OK, just talked to David K about this. Right now we keep track of time crunched based on a call to the BOINC API ... i.e. the BOINC manager keeps track of how much time was spent on each workunit. If you preempt after an hour and resume later, the BOINC manager will tell Rosetta about the hour already spent.

But if you shut BOINC down and restart that could cause a problem in a lot of estimates... we can try to make the Rosetta app more self-sufficient, keeping track of cpu time spent so far, but that might be a can of worms. Worth the time? I think its a better use of our time to figure out what's going wrong with Mac's preempt/resume so that most users will not need to shut down BOINC and restart like Anders n has been doing! And we'll spend time getting in those checkpoints...


...our solution to this problem is to be careful -- we do *not* plan to send workunits to Rosetta@home that take more than an hour per decoy!

It's funny you should say that RIGHT when I've got 4 Ralph WUs and all 4 are taking more then an hour for their first model. (but TRUE, you said "on Rosetta" not "on Ralph").

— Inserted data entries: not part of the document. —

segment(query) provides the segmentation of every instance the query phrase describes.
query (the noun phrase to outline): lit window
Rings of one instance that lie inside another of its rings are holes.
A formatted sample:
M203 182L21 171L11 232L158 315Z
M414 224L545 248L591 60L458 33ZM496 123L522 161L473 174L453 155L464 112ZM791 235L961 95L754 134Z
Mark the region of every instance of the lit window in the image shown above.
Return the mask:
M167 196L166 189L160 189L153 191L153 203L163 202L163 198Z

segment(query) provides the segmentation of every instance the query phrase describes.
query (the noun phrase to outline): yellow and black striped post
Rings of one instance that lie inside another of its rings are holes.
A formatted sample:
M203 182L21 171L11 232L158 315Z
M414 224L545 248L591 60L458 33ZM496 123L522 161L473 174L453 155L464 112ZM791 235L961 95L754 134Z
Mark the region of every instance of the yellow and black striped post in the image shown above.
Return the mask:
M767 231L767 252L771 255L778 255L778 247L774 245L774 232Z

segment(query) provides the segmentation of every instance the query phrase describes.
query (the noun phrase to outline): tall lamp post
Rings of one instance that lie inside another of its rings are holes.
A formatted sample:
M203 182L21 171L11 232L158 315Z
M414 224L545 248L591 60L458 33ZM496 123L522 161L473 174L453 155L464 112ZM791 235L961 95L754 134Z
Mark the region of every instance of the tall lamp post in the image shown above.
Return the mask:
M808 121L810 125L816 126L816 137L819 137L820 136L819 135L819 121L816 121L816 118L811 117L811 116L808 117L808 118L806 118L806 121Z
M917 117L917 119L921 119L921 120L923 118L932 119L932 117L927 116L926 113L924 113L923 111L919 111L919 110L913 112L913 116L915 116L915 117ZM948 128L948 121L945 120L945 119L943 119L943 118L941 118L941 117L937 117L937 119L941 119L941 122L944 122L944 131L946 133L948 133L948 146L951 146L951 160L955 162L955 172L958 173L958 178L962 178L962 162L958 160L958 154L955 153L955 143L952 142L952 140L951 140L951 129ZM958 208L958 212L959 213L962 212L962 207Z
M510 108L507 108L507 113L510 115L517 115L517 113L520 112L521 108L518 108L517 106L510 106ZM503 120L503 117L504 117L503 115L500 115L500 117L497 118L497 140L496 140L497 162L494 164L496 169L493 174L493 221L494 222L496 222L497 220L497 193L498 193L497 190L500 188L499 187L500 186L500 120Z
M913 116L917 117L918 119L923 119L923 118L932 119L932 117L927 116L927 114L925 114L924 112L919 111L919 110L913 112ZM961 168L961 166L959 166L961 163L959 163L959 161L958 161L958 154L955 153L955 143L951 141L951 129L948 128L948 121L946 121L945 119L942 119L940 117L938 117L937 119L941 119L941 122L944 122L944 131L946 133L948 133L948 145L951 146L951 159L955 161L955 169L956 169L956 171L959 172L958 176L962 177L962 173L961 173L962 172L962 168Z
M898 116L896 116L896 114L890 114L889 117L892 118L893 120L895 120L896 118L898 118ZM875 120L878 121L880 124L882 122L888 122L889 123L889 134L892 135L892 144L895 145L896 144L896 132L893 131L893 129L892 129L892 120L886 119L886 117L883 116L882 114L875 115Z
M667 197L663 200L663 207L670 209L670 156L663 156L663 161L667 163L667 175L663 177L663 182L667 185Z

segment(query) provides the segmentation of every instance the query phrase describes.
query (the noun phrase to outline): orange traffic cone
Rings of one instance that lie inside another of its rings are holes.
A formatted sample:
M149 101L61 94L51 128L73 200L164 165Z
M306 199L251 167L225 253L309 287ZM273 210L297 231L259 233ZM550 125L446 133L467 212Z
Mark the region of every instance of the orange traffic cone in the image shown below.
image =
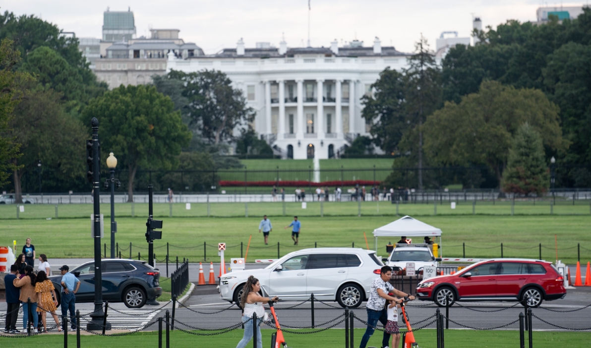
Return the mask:
M577 273L574 275L574 286L583 286L583 281L581 280L581 264L579 261L577 261Z
M203 265L199 262L199 285L205 285L205 275L203 274Z
M216 284L216 275L215 272L213 271L213 262L211 262L209 264L209 284Z
M591 262L587 261L587 272L585 273L585 286L591 287Z

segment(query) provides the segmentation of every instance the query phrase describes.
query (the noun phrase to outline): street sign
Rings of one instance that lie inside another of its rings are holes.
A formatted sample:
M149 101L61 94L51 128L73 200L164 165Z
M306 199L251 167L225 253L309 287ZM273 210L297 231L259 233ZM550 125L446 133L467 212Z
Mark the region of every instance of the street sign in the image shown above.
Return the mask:
M428 279L437 275L437 268L435 266L425 266L423 268L423 279Z
M407 262L407 275L414 275L414 262Z

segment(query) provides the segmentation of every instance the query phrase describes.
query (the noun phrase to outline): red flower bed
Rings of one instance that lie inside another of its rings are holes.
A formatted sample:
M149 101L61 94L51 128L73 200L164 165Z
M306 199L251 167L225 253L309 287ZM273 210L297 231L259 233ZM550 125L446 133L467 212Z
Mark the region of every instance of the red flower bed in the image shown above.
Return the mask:
M306 180L284 180L278 182L278 185L277 181L248 181L246 186L272 186L273 185L277 185L278 186L285 186L288 187L306 187L307 186L355 186L355 185L359 184L359 186L371 186L373 185L379 184L379 181L374 181L373 180L346 180L344 181L341 181L340 180L335 180L332 181L323 181L322 183L310 183ZM237 180L220 180L219 182L220 186L225 187L232 187L232 186L241 186L243 187L244 181L239 181Z

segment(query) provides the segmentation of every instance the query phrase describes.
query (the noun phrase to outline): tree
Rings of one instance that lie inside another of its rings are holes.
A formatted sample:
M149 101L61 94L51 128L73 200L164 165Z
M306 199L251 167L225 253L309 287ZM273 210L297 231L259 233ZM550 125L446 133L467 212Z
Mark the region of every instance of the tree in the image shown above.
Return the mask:
M426 117L437 110L441 104L440 71L435 57L429 51L427 39L421 35L415 44L415 54L408 58L405 75L405 112L407 121L414 127L414 132L407 133L413 136L416 133L418 189L423 190L423 123Z
M186 112L189 127L198 129L210 143L232 141L234 129L254 118L242 91L233 88L232 81L222 71L187 74L173 70L168 78L183 82L183 95L189 101Z
M25 84L30 80L28 74L14 71L20 54L13 44L8 39L0 43L0 186L8 183L10 171L18 169L11 160L19 157L20 145L9 134L9 123L14 117L14 107L24 93Z
M517 129L509 150L507 168L502 185L506 192L526 196L548 190L550 174L544 159L540 134L527 123Z
M547 152L567 148L559 111L539 90L485 82L478 93L462 97L459 104L447 102L427 118L426 151L441 165L486 165L500 183L511 139L521 125L527 122L541 135Z
M101 158L113 152L127 167L128 201L138 168L173 168L189 144L191 133L173 108L170 98L153 86L121 86L91 100L83 112L85 124L99 120Z
M374 142L387 153L398 152L407 123L405 76L387 67L372 85L373 95L363 97L362 116L371 123Z
M77 117L65 112L60 96L51 89L33 90L15 108L10 134L22 152L22 156L12 159L17 203L22 203L22 175L36 170L40 160L60 181L84 176L85 155L80 147L87 137L87 129Z

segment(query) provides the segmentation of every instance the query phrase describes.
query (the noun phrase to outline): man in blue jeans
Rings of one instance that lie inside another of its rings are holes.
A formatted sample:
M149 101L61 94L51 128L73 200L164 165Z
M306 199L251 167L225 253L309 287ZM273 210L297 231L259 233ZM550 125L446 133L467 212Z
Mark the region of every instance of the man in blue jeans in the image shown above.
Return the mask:
M68 316L70 310L70 322L72 330L76 330L76 293L80 288L80 281L72 273L69 273L70 267L64 265L60 268L61 271L61 326L66 330L63 323ZM76 288L74 288L74 286Z
M386 310L385 304L387 300L392 300L397 303L402 302L395 297L388 295L388 292L391 292L398 297L405 297L408 296L408 294L397 290L389 283L390 278L392 277L392 268L389 266L384 266L380 270L379 278L376 278L372 283L371 291L369 292L369 299L366 307L368 311L368 328L363 334L363 338L361 339L361 343L359 348L365 348L367 346L369 337L374 334L375 331L375 327L379 321L384 326L388 321L388 312ZM408 296L411 300L414 300L414 296ZM382 339L382 348L388 348L390 344L390 334L384 331L384 338ZM392 348L398 348L392 347Z

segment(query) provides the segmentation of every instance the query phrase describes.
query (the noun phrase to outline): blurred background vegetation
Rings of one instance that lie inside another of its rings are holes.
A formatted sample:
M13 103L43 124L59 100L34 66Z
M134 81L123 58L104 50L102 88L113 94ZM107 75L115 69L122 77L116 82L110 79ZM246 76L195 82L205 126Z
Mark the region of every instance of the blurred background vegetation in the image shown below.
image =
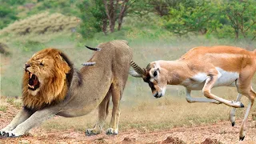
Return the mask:
M255 48L254 0L0 0L0 94L5 96L21 95L24 63L46 47L67 53L78 68L92 55L85 45L96 46L113 39L128 40L134 60L142 66L158 59L174 60L198 46ZM151 94L142 81L129 78L126 94ZM176 95L182 93L177 91L180 88L173 89Z
M24 63L46 47L60 49L79 69L93 54L85 45L113 39L127 40L141 66L175 60L199 46L231 45L249 50L256 46L254 0L0 0L0 97L21 97ZM256 90L256 79L253 82ZM229 100L237 95L230 87L213 93ZM192 96L203 97L201 91ZM246 98L242 102L247 106ZM228 119L230 107L208 106L188 104L182 86L169 86L165 98L155 99L141 78L129 77L122 117L133 118L121 118L121 127L171 128ZM242 118L243 112L238 110L237 116ZM89 117L90 127L94 121Z

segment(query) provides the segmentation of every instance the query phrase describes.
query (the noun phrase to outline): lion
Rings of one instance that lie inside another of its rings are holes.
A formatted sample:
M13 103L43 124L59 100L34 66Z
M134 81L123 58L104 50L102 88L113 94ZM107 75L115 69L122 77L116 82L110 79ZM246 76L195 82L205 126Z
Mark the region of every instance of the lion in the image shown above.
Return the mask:
M59 50L47 48L34 54L25 64L23 107L0 130L0 134L22 136L55 115L82 116L97 107L98 120L86 134L99 134L109 113L111 96L112 118L110 127L106 132L117 134L120 99L128 78L132 50L124 40L102 43L98 48L90 49L98 50L88 61L91 66L83 66L80 70Z

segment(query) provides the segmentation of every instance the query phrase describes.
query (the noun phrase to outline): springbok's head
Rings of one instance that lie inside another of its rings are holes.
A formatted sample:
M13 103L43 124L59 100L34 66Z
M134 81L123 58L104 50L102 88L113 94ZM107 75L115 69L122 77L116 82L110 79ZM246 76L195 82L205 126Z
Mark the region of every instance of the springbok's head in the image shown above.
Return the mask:
M130 70L131 76L142 78L151 88L152 94L156 98L165 95L166 90L167 79L166 78L165 70L162 70L158 62L153 62L145 68L139 67L135 62L131 62L130 66L134 69Z

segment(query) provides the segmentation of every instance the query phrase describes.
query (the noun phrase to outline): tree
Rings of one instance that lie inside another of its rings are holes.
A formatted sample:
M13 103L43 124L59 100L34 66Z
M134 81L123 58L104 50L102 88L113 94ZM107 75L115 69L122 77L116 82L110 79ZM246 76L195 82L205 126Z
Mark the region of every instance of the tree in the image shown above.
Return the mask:
M118 23L118 30L120 30L123 18L127 14L127 10L135 2L135 0L103 0L103 2L110 33L114 32L117 20Z
M163 17L164 27L178 36L190 32L206 34L220 26L217 6L207 1L194 1L179 3L177 8L170 8L170 14Z
M18 19L15 10L4 5L0 6L0 29L6 27L10 22Z
M241 33L244 38L253 34L254 39L256 35L251 33L255 33L256 28L255 1L231 1L224 6L224 12L234 30L235 38L238 38Z
M157 13L160 17L168 15L170 8L174 8L182 2L182 0L147 0L152 7L152 11Z

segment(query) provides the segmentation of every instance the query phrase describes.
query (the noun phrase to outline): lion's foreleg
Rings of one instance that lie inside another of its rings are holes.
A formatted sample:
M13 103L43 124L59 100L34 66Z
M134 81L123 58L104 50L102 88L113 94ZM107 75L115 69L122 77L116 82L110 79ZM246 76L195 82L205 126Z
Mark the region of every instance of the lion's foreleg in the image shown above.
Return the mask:
M29 118L18 125L15 129L7 132L6 137L18 137L28 132L31 128L38 126L44 121L54 117L58 111L53 109L44 109L36 111Z
M22 109L21 111L18 113L18 114L14 118L14 119L10 122L9 125L7 125L5 128L0 130L0 135L4 135L6 132L11 131L16 128L18 125L23 122L28 118L31 116L33 113L28 111L26 109Z
M109 103L110 98L110 91L107 93L103 101L98 106L98 120L94 129L88 129L86 131L86 135L98 134L102 131L102 127L105 124L105 120L109 113Z

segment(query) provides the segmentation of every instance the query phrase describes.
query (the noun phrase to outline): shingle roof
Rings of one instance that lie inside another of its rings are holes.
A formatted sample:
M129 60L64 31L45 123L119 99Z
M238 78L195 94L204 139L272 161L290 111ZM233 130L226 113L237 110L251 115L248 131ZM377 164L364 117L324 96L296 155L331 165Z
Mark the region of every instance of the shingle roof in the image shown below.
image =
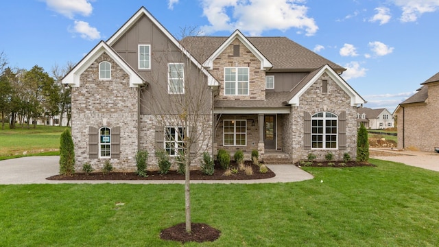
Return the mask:
M204 62L228 37L189 36L180 43L200 62ZM247 37L273 64L272 70L313 71L326 64L334 70L346 69L286 37Z
M425 83L425 82L424 82ZM411 103L422 103L425 102L425 100L428 98L428 86L424 85L418 90L418 92L410 98L403 101L401 104L411 104Z
M266 92L265 100L217 99L215 108L288 108L283 102L289 99L289 92Z

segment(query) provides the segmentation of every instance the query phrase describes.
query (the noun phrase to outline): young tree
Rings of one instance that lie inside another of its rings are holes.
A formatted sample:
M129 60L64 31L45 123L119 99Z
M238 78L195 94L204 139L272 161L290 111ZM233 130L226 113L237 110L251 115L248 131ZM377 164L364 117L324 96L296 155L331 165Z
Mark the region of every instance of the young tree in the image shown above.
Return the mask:
M75 173L75 148L68 128L61 134L60 145L60 174L71 176Z
M357 161L367 161L369 159L369 140L368 131L361 123L357 136Z

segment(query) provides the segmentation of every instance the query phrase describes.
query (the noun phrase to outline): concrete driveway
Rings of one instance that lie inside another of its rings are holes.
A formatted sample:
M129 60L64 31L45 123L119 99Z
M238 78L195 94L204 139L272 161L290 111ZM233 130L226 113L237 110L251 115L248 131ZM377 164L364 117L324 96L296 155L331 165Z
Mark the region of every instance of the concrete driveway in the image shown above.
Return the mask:
M439 154L433 152L393 150L371 148L371 158L402 163L405 165L439 172Z
M0 185L40 183L130 183L183 184L185 180L49 180L46 178L59 174L59 156L32 156L0 161ZM274 178L243 180L191 180L191 183L266 183L299 182L313 176L293 165L269 165Z

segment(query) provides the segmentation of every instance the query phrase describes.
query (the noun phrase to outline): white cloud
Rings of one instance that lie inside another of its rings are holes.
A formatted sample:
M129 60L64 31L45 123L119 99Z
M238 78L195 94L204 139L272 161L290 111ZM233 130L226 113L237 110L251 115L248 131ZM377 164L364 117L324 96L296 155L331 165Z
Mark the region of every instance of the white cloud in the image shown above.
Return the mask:
M88 16L93 10L88 0L45 0L45 1L49 8L69 19L73 19L76 14Z
M390 10L385 7L375 8L377 13L369 19L370 22L379 21L379 25L385 24L389 22L392 16L390 14Z
M394 47L390 47L379 41L369 42L369 46L370 47L370 50L374 52L375 56L390 54L393 51L394 49Z
M314 47L314 49L313 49L313 51L314 51L314 52L319 52L321 50L324 49L324 47L322 45L316 45L316 47Z
M72 32L80 34L81 38L88 40L101 38L101 34L96 27L91 27L88 23L82 21L75 21L75 26Z
M340 55L342 56L355 56L357 54L357 48L353 45L345 43L343 47L340 49Z
M180 0L169 0L169 3L167 3L167 8L169 10L174 10L174 5L178 3L178 1Z
M344 67L347 69L343 72L342 77L346 80L366 76L367 69L360 67L358 62L351 62L344 65Z
M392 0L403 10L402 22L416 21L423 14L439 9L439 0Z
M206 34L236 29L252 36L265 30L305 30L306 36L316 34L318 27L307 16L303 0L202 0L203 14L210 25L202 27Z

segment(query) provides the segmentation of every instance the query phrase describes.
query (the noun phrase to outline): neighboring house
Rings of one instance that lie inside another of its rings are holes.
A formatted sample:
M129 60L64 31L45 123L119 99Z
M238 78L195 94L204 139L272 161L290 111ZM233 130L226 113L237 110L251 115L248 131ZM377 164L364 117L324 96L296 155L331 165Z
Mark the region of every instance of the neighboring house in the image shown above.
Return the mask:
M383 130L395 126L394 119L386 108L360 107L357 109L357 118L359 126L362 122L364 127L369 129Z
M434 151L439 147L438 109L439 73L421 83L412 97L401 103L394 115L398 119L398 148Z
M76 169L110 158L132 169L139 150L156 164L154 152L176 156L191 132L191 146L213 155L221 148L290 161L310 152L355 159L357 107L365 101L340 76L345 70L285 37L237 30L180 43L141 8L62 80L72 87ZM174 102L202 97L190 106L204 107L199 125L183 130L166 117L183 119L190 113Z

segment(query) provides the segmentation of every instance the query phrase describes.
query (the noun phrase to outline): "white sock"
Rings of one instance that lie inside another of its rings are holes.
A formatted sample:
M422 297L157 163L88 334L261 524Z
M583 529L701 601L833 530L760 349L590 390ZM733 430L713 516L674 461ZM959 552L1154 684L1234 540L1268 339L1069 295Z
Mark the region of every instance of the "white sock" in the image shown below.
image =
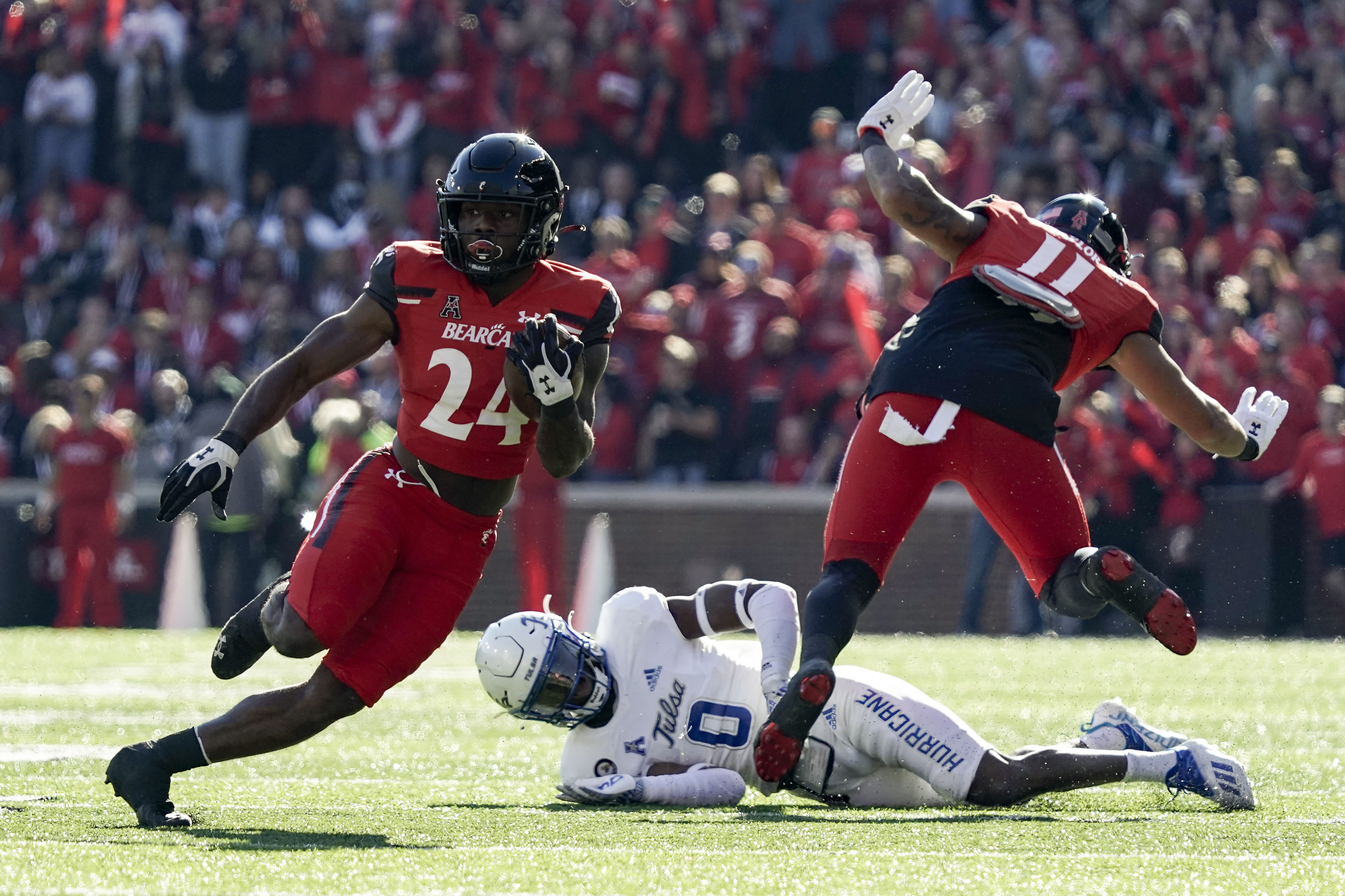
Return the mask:
M1126 776L1122 780L1167 780L1167 772L1177 764L1177 751L1145 752L1126 751Z

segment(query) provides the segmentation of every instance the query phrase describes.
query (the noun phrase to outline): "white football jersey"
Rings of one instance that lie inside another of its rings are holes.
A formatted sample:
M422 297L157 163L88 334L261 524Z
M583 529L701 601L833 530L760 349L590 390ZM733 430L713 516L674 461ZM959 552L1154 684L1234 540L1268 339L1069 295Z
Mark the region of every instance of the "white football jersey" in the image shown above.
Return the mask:
M562 783L643 775L659 762L703 762L761 787L752 747L769 713L756 641L685 638L667 598L654 588L612 595L594 639L616 681L616 711L601 728L570 729L561 752Z

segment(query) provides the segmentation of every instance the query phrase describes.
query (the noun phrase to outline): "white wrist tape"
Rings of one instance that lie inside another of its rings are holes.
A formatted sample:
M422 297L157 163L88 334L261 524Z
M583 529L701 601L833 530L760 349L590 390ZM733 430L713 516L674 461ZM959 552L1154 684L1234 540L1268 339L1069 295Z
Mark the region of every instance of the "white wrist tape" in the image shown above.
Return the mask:
M699 763L681 775L651 775L642 779L642 802L660 806L736 806L746 793L742 775L732 768Z
M695 592L695 621L701 625L701 634L713 638L717 633L710 627L710 614L705 611L705 588Z
M783 582L767 582L752 595L751 610L761 642L761 686L775 690L790 680L799 649L799 604L794 588Z

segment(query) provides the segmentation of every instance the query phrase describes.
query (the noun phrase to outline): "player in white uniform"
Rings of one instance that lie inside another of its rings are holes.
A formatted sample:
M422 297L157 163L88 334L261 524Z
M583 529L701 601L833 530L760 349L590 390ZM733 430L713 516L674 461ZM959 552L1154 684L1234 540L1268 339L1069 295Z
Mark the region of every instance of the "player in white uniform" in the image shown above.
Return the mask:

I ended and started BOINC again (I've got 5.57), this time they didn't end and report in the way they did before... but the completion % of the two tasks is the same, even though one had completed two models, and the other lost all of it's work on model 1. So, right now one has 2:20:xx of CPU, and is showing same %completed as the one that just restarted 5min ago. So it isn't taking total CPU time for the WU in to account, just CPU since last BOINC start up.

See also anders n's post where they observed similar behavior.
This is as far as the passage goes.